Avviate varie procedure d’infrazione
Il giorno successivo al Rapporto sullo stato di diritto, la Commissione europea ha pubblicato la Relazione periodica sui casi di infrazione, con la quale mira a garantire la corretta applicazione del diritto dell’Ue in vari campi avviando azioni legali nei confronti degli Stati membri inadempienti. Anche in questo caso l’Italia è sotto osservazione delle istituzioni europee, con otto procedure d’infrazione di cui sei nuove, per incompleta o mancata trasposizione delle normative europee a livello nazionale su materie che vanno dalla gestione dei rifiuti ai diritti dei lavoratori, dal trasporto aereo alle banche.
Una procedura di infrazione è stata avviata «per il non corretto recepimento della direttiva quadro sui rifiuti (direttiva 2008/98/CE, modificata dalla direttiva 2018/851), materia già sanzionata più volte in passato. La Commissione ha constatato che l’Italia non ha recepito correttamente diverse disposizioni della direttiva modificata, tra cui quelle concernenti «la responsabilità estesa del produttore, la garanzia di un riciclaggio di alta qualità, la raccolta differenziata dei rifiuti pericolosi e l’attuazione di un sistema elettronico di tracciabilità».
Altre procedure di infrazione riguardano il trasporto aereo, in particolare la «mancata istituzione di un regime di sanzioni efficace e proporzionato relativo al quadro normativo del cielo unico europeo istituito dal regolamento (CE) n. 549/2004», e la legge italiana sul diritto d’autore, che «non rispetta la libera prestazione di servizi» definita nel trattato dell’Ue e nella direttiva sulla gestione collettiva dei diritti. Insieme ad altri Stati membri l’Italia è poi invitata a completare il recepimento nell’ordinamento nazionale «delle modifiche della direttiva sul risanamento e la risoluzione delle banche» e della direttiva su «gestori e acquirenti di crediti».

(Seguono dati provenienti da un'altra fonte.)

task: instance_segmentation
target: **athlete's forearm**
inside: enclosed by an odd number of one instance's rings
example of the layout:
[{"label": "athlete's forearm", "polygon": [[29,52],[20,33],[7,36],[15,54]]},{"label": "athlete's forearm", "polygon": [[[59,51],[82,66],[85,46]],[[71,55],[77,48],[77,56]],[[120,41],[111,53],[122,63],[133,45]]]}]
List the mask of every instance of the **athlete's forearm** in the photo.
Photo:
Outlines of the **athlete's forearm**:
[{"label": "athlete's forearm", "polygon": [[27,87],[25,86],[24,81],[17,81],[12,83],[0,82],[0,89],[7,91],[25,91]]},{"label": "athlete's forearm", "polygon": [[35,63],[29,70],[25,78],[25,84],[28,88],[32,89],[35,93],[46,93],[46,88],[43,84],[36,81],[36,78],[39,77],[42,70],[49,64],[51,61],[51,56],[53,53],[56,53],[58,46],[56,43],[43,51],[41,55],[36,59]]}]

Inoltre la Commissione ha deciso di deferire l’Italia alla Corte di giustizia dell’Ue per il «mancato rispetto dei diritti dei lavoratori mobili di altri Stati membri riguardo le prestazioni familiari loro concesse». Secondo la Commissione, infatti, il mancato rispetto dei diritti dei lavoratori mobili «costituisce una discriminazione e viola il diritto dell’Ue in materia di coordinamento della sicurezza sociale e di libera circolazione dei lavoratori». L’Italia aveva introdotto nel 2022 un nuovo regime di assegni familiari per figli a carico, in base al quale i lavoratori che non risiedono in Italia per almeno 2 anni o i cui figli non risiedono in Italia non possono beneficiare della prestazione: «La Commissione ritiene che gli sforzi profusi finora dalle autorità siano stati insufficienti e ha pertanto deciso di deferire l’Italia alla Corte di giustizia dell’Ue».